Un brouilleur ou "jammer" est un dispositif technique qui permet de perturber, en utilisant une fréquence, un équipement ou une installation radioélectrique. Appliquée à la téléphonie mobile, l'utilisation d'un brouilleur empêche, dans un périmètre limité, de recevoir et d'émettre des appels GSM. L'article L 39-1 du Code des postes et des communications électroniques (CPCE) interdit les brouilleurs. Le fait de commercialiser ou d'installer un brouilleur, est puni de six mois d'emprisonnement et de 30 000 euros d'amende. L'interdiction légale souffre néanmoins d'exceptions. Afin de préserver la tranquilité de la clientèle des exploitants de salles, un arrêté du 8 octobre 2004 a autorisé l'utilisation de brouilleurs GSM dans l'enceinte des salles de spectacle. L'intention est louable, mais elle entre en conflit avec les missions des opérateurs et en particulier, celle d'acheminer les appels d'urgence.

L'exception reconnue aux exploitants de salles

Il résulte de l'article L 33-3 2° du CPCE, que l'installation des brouilleurs GSM dans l'enceinte des salles de spectacle est libre. Par "salle de spectacle", il convient d'entendre tout lieu spécifiquement aménagé pour la représentation ou la diffusion au public d'une oeuvre de l'esprit (cinéma, théatre etc.).

La mise en place de cette exception a été relativement longue (environ trois ans). Ce délai inhabituel s'explique par le fait que la décision d'homologation du ministre de l'industrie, en ce qu'elle interdit de fournir ou d'utiliser un service de communication, est une "règle technique" au sens du droit européen.
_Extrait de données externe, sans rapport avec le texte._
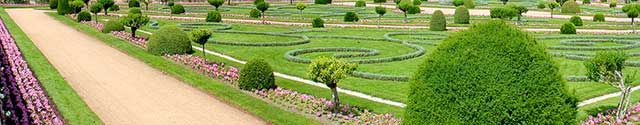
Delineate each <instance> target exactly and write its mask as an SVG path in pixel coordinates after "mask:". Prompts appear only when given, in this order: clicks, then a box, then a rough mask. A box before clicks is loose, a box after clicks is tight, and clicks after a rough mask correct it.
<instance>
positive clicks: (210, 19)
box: [206, 11, 222, 22]
mask: <svg viewBox="0 0 640 125" xmlns="http://www.w3.org/2000/svg"><path fill="white" fill-rule="evenodd" d="M206 21H207V22H222V15H220V12H218V11H209V13H207V19H206Z"/></svg>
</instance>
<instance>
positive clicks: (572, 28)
mask: <svg viewBox="0 0 640 125" xmlns="http://www.w3.org/2000/svg"><path fill="white" fill-rule="evenodd" d="M560 33H561V34H576V26H575V25H574V24H573V23H570V22H569V23H565V24H563V25H562V27H560Z"/></svg>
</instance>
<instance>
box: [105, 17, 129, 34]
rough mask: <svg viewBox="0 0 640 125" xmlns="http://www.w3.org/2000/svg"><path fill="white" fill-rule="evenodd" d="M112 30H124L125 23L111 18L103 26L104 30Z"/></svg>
mask: <svg viewBox="0 0 640 125" xmlns="http://www.w3.org/2000/svg"><path fill="white" fill-rule="evenodd" d="M111 31H124V25H123V24H122V22H121V21H120V20H109V21H107V23H106V24H105V25H104V28H102V32H103V33H110V32H111Z"/></svg>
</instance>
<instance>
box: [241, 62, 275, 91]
mask: <svg viewBox="0 0 640 125" xmlns="http://www.w3.org/2000/svg"><path fill="white" fill-rule="evenodd" d="M238 87H240V89H244V90H253V89H258V90H260V89H270V88H275V87H276V84H275V77H274V76H273V71H272V70H271V66H269V63H267V62H265V61H264V60H263V59H253V60H251V61H249V62H247V64H246V65H245V66H244V67H243V68H242V70H240V79H238Z"/></svg>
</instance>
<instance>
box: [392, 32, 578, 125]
mask: <svg viewBox="0 0 640 125" xmlns="http://www.w3.org/2000/svg"><path fill="white" fill-rule="evenodd" d="M425 57H426V61H424V62H423V63H422V64H421V65H420V66H419V67H418V70H417V72H416V73H415V74H414V75H413V77H412V80H411V82H410V83H409V87H410V90H409V92H408V93H409V96H408V101H407V102H406V104H407V106H406V107H405V114H404V118H403V119H402V120H403V124H404V125H426V124H444V125H456V124H478V125H496V124H506V125H509V124H576V120H575V118H576V114H577V106H576V103H577V102H578V100H577V99H576V98H575V97H574V96H572V95H571V94H569V92H568V91H567V90H566V83H565V80H564V78H563V77H562V76H561V74H560V72H559V69H558V67H556V66H555V63H554V61H553V58H552V57H551V56H550V55H549V54H548V53H547V52H546V49H545V47H544V45H542V44H540V43H539V42H536V39H535V38H533V37H532V36H531V35H529V34H527V33H526V32H523V31H521V30H519V29H518V28H515V27H512V26H510V25H508V24H506V23H505V22H504V21H500V20H494V21H490V22H488V23H486V24H480V25H475V26H473V27H471V28H470V29H468V30H464V31H461V32H458V33H455V34H453V35H451V36H450V37H449V38H447V39H445V40H444V41H443V42H441V44H439V45H438V47H437V49H435V50H434V51H433V52H431V54H430V55H429V56H425Z"/></svg>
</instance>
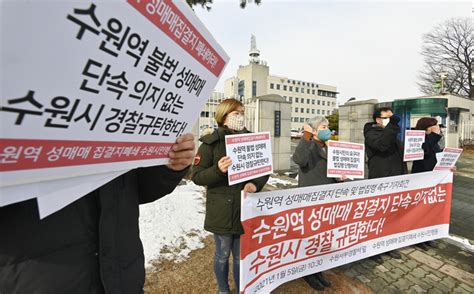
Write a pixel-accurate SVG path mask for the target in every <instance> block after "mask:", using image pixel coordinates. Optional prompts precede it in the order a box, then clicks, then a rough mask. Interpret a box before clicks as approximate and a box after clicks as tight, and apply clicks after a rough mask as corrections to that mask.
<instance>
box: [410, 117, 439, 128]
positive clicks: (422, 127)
mask: <svg viewBox="0 0 474 294" xmlns="http://www.w3.org/2000/svg"><path fill="white" fill-rule="evenodd" d="M437 124H438V121H437V120H436V118H432V117H422V118H420V119H419V120H418V122H417V123H416V127H415V129H416V130H423V131H426V129H427V128H429V127H432V126H435V125H437Z"/></svg>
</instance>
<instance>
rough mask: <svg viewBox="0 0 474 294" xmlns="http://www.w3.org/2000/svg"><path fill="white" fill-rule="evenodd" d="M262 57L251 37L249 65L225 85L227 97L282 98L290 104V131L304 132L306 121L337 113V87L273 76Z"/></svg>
mask: <svg viewBox="0 0 474 294" xmlns="http://www.w3.org/2000/svg"><path fill="white" fill-rule="evenodd" d="M259 56H260V51H259V50H258V49H257V48H256V42H255V37H254V36H252V38H251V46H250V52H249V57H250V58H249V64H248V65H241V66H240V67H239V69H238V70H237V74H236V75H235V76H233V77H231V78H229V79H227V80H226V81H225V83H224V96H225V97H228V98H236V99H240V100H242V101H243V102H245V101H246V100H247V99H251V98H254V97H258V96H264V95H269V94H277V95H280V96H281V97H283V99H285V100H286V101H288V102H291V129H301V128H302V126H303V124H304V122H305V121H306V119H308V118H310V117H313V116H315V115H323V116H328V115H330V114H332V113H334V111H335V110H336V109H337V104H336V98H337V94H338V92H337V88H336V87H335V86H330V85H322V84H319V83H316V82H308V81H302V80H297V79H292V78H288V77H285V76H275V75H270V68H269V66H268V65H267V63H266V62H264V61H261V60H260V58H259Z"/></svg>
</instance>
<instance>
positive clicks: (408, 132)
mask: <svg viewBox="0 0 474 294" xmlns="http://www.w3.org/2000/svg"><path fill="white" fill-rule="evenodd" d="M423 143H425V131H419V130H405V147H404V151H403V161H414V160H420V159H423V158H424V157H425V152H424V151H423V148H421V145H423Z"/></svg>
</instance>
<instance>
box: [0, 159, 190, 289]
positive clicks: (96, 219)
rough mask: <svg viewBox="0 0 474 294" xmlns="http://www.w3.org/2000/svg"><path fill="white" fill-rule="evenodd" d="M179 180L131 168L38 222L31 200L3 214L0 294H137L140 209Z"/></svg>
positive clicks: (162, 168)
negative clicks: (106, 183)
mask: <svg viewBox="0 0 474 294" xmlns="http://www.w3.org/2000/svg"><path fill="white" fill-rule="evenodd" d="M185 173H186V170H185V171H182V172H174V171H172V170H170V169H168V168H166V167H164V166H156V167H148V168H139V169H135V170H132V171H129V172H127V173H126V174H124V175H122V176H119V177H117V178H116V179H114V180H112V181H111V182H109V183H107V184H105V185H104V186H102V187H100V188H98V189H96V190H95V191H93V192H91V193H89V194H87V195H86V196H84V197H83V198H81V199H79V200H77V201H75V202H73V203H72V204H70V205H68V206H67V207H65V208H63V209H62V210H60V211H58V212H56V213H54V214H52V215H50V216H48V217H46V218H45V219H43V220H40V219H39V216H38V207H37V203H36V200H29V201H24V202H20V203H16V204H12V205H8V206H5V207H1V208H0V232H1V236H2V238H1V241H0V293H2V294H3V293H8V294H13V293H38V294H43V293H44V294H54V293H61V294H62V293H68V294H70V293H80V294H83V293H113V294H117V293H124V294H130V293H143V284H144V281H145V271H144V257H143V247H142V243H141V241H140V237H139V228H138V217H139V207H138V205H139V204H141V203H147V202H151V201H154V200H156V199H158V198H160V197H162V196H164V195H167V194H169V193H171V192H172V191H173V190H174V188H175V187H176V185H177V184H178V183H179V181H180V180H181V178H182V177H183V176H184V175H185ZM157 230H159V228H157Z"/></svg>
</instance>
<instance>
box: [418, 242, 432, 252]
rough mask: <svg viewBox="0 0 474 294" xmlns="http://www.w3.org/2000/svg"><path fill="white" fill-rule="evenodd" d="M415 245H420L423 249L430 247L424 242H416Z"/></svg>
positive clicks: (422, 248) (426, 250)
mask: <svg viewBox="0 0 474 294" xmlns="http://www.w3.org/2000/svg"><path fill="white" fill-rule="evenodd" d="M416 246H418V247H420V248H421V249H423V250H425V251H428V250H430V248H429V247H428V245H427V244H426V243H418V244H416Z"/></svg>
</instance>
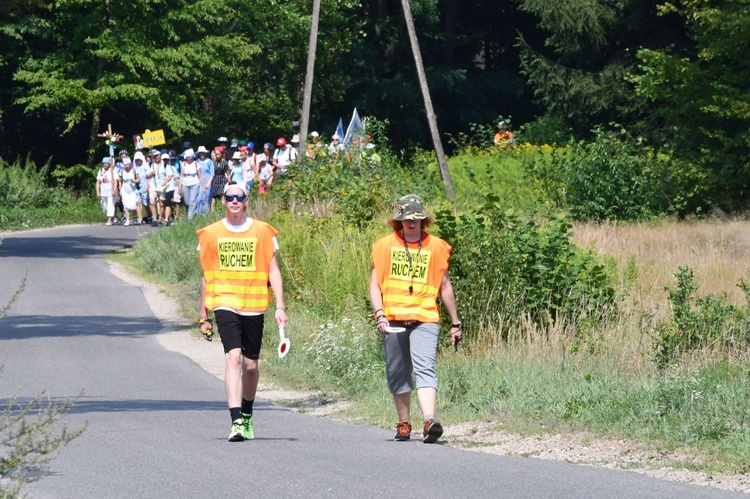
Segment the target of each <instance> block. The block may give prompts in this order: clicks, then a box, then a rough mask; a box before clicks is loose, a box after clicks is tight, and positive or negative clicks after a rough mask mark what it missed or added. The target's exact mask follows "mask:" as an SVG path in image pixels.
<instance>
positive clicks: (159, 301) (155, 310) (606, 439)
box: [110, 263, 750, 494]
mask: <svg viewBox="0 0 750 499" xmlns="http://www.w3.org/2000/svg"><path fill="white" fill-rule="evenodd" d="M110 267H111V269H112V273H113V274H115V275H116V276H117V277H119V278H120V279H122V280H123V281H125V282H127V283H128V284H131V285H133V286H137V287H139V288H141V290H142V291H143V294H144V295H145V297H146V301H147V302H148V303H149V305H150V307H151V310H152V311H153V312H154V315H155V316H156V317H157V318H158V319H159V321H161V323H162V324H163V325H164V327H165V329H166V330H167V332H164V333H162V334H160V335H159V337H158V339H159V342H160V343H161V344H162V345H163V346H164V347H165V348H166V349H168V350H172V351H175V352H179V353H181V354H183V355H185V356H187V357H189V358H190V359H192V360H193V361H194V362H195V363H196V364H198V365H199V366H201V367H202V368H203V369H204V370H206V371H207V372H209V373H210V374H212V375H214V376H216V377H217V378H219V379H224V356H223V354H222V349H221V343H220V342H219V341H214V342H213V343H207V342H206V341H204V340H203V339H201V338H199V337H198V335H195V334H192V333H191V332H190V331H189V330H186V329H184V328H182V325H184V324H185V323H186V322H190V321H187V320H186V319H185V318H184V317H183V316H182V314H181V313H180V307H179V304H178V302H177V300H176V299H174V298H171V297H169V296H167V295H165V294H163V293H162V292H161V290H160V288H159V287H158V286H156V285H154V284H150V283H147V282H143V281H141V280H139V279H138V278H136V277H134V276H132V275H130V274H128V273H127V272H126V271H125V270H124V269H123V267H122V266H121V265H119V264H117V263H110ZM258 395H259V397H260V398H263V399H266V400H270V401H274V402H277V401H284V402H288V401H299V409H300V410H304V411H305V413H306V414H311V415H315V416H320V417H329V418H333V419H344V418H343V414H342V413H343V411H344V410H345V409H346V408H347V404H346V403H345V402H341V403H333V404H325V405H323V404H321V403H320V401H319V399H318V394H317V393H316V392H311V391H292V390H286V389H283V388H281V387H277V386H274V385H273V384H270V383H263V382H261V384H260V386H259V387H258ZM295 405H297V404H295ZM445 440H446V441H447V443H448V444H449V445H451V446H454V447H460V448H464V449H467V450H472V451H477V452H488V453H492V454H499V455H508V456H527V457H534V458H539V459H556V460H560V461H567V462H571V463H577V464H584V465H590V466H603V467H607V468H617V469H624V470H629V471H634V472H637V473H642V474H645V475H649V476H652V477H656V478H660V479H664V480H672V481H678V482H684V483H691V484H696V485H705V486H710V487H715V488H719V489H724V490H734V491H739V492H745V493H748V494H750V475H724V474H708V473H705V472H697V471H690V470H687V469H684V468H683V469H678V468H673V467H671V466H670V465H671V464H673V463H680V462H681V463H685V462H699V460H700V456H695V455H690V456H688V455H681V454H673V453H667V452H663V451H659V450H657V449H651V448H648V447H647V446H645V445H643V444H639V443H635V442H630V441H627V440H614V439H613V440H608V439H602V438H598V437H595V436H593V435H590V434H586V433H574V434H565V435H543V436H521V435H514V434H510V433H506V432H504V431H503V429H502V423H501V422H498V421H473V422H468V423H462V424H459V425H453V426H446V428H445Z"/></svg>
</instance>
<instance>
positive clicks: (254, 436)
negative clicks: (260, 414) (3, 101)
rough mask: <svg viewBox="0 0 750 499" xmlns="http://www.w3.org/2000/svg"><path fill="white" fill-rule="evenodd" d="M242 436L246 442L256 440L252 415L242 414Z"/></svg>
mask: <svg viewBox="0 0 750 499" xmlns="http://www.w3.org/2000/svg"><path fill="white" fill-rule="evenodd" d="M242 435H243V436H244V437H245V440H252V439H253V438H255V434H254V432H253V415H252V414H245V413H244V412H243V413H242Z"/></svg>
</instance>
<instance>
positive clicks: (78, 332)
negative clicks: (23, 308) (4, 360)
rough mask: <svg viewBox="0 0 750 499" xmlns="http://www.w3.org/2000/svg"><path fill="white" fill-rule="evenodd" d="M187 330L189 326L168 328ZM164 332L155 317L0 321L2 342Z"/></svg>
mask: <svg viewBox="0 0 750 499" xmlns="http://www.w3.org/2000/svg"><path fill="white" fill-rule="evenodd" d="M165 326H167V327H170V328H172V327H176V328H184V327H189V325H188V324H167V325H165ZM161 331H162V324H161V323H160V322H159V321H158V320H157V319H156V318H154V317H137V318H136V317H117V316H88V317H77V316H49V315H34V316H30V315H17V316H9V317H5V318H4V319H2V320H0V341H1V340H20V339H33V338H43V337H48V338H49V337H60V338H63V337H71V336H109V337H132V338H142V337H144V336H149V335H153V334H157V333H159V332H161Z"/></svg>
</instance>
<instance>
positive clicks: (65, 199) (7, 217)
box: [0, 190, 106, 231]
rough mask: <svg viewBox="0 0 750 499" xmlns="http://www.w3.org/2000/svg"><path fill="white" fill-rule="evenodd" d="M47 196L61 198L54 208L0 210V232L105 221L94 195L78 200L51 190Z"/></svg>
mask: <svg viewBox="0 0 750 499" xmlns="http://www.w3.org/2000/svg"><path fill="white" fill-rule="evenodd" d="M50 195H55V196H61V198H60V199H59V202H57V203H55V204H54V205H53V206H43V207H38V206H27V205H23V204H19V205H16V206H11V207H0V231H11V230H26V229H36V228H40V227H55V226H57V225H70V224H86V223H98V222H102V223H103V222H104V221H106V217H104V215H103V214H102V210H101V207H100V206H99V202H98V201H97V199H96V197H95V196H93V195H92V197H91V198H79V197H76V196H73V195H72V194H69V193H67V192H65V191H59V192H55V191H53V190H50ZM92 198H93V199H92Z"/></svg>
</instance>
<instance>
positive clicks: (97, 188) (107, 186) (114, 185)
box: [96, 157, 117, 225]
mask: <svg viewBox="0 0 750 499" xmlns="http://www.w3.org/2000/svg"><path fill="white" fill-rule="evenodd" d="M116 189H117V178H116V177H115V173H114V169H113V168H112V158H111V157H104V158H102V167H101V168H100V169H99V172H98V173H97V174H96V197H97V198H99V200H100V202H101V205H102V211H103V212H104V214H105V215H106V216H107V225H112V223H113V222H114V218H115V197H114V193H115V190H116Z"/></svg>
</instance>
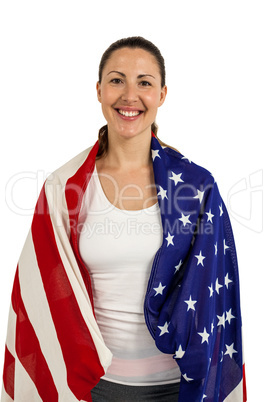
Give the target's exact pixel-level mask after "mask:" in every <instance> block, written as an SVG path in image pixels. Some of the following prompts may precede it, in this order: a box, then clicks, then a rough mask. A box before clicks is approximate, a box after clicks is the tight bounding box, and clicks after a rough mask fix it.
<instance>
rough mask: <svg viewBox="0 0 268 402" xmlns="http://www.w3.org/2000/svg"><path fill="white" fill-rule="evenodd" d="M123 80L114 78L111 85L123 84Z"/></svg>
mask: <svg viewBox="0 0 268 402" xmlns="http://www.w3.org/2000/svg"><path fill="white" fill-rule="evenodd" d="M121 82H122V81H121V80H120V78H113V79H112V80H111V83H112V84H121Z"/></svg>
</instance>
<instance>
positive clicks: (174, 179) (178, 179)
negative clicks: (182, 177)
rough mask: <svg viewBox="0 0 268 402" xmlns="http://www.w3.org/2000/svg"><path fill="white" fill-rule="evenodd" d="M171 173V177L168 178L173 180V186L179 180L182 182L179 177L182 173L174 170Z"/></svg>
mask: <svg viewBox="0 0 268 402" xmlns="http://www.w3.org/2000/svg"><path fill="white" fill-rule="evenodd" d="M171 173H172V177H170V180H174V183H175V186H176V185H177V184H178V183H179V182H182V183H183V182H184V181H183V180H182V178H181V175H182V173H179V174H175V173H174V172H171Z"/></svg>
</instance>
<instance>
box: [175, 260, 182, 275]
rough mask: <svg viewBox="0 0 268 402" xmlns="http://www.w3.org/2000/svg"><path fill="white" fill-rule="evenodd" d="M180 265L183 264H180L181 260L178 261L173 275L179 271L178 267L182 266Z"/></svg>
mask: <svg viewBox="0 0 268 402" xmlns="http://www.w3.org/2000/svg"><path fill="white" fill-rule="evenodd" d="M182 264H183V263H182V260H180V262H179V264H178V265H176V266H175V272H174V274H176V273H177V272H178V271H179V269H180V267H181V266H182Z"/></svg>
A ce titre, elle était soumise à une procédure en trois temps : i) consultations au niveau européen, ii) décision de l'ART, iii) arrêté d'homologation du ministre.

Une exception illégale en quoi ?

L'autorisation de brouilleurs GSM dans les salles de spectacle, outre qu'elle empêche les opérateurs d'assurer leur mission, pourrait d'une part, porter atteinte au principe de libre circulation d'un service de communication, et d'autre part, être contraire à la directive du 9 mars 1999 dite "équipements terminaux" qui pose le principe que les équipements doivent être construits de telle sorte qu'ils utilisent efficacement le spectre hertzien en évitant les interférences dommageables. Du point de vue institutionnel, une application stricte de l'interdiction des brouilleurs GSM semble également être confortée par les positions de la Commission européenne et du Comité sur les communications électroniques. Notons que ce dernier s'est prononcé pour l'interdiction de mise sur le marché des brouilleurs GSM (recommandation n°ECC/REC/03-04). L'ART, dans un avis du 12 juin 2003, a également attiré l'attention du Gouvernement sur " l'incompatibilité entre la loi française autorisant les brouilleurs dans les salles de spectacle et les avis et observations formulés par la Commission et les Etats membres." Enfin, le Royaume Uni, la Suède, le Danemark et la Finlande, ont affirmé, lors des consultations européennes, leur opposition au projet français. Les candidats à une initiative contentieuse devant la Cour de justice des communautés, sont donc potentiellement bien présents...

Une question d'usage

En tout état de cause, l'utilisation des brouilleurs met en exergue qu'un débat ou une action en faveur du bon usage du téléphone portable serait salutaire pour tous, et cela, dans tous les domaines de notre vie quotidienne (en voiture comme au cinéma).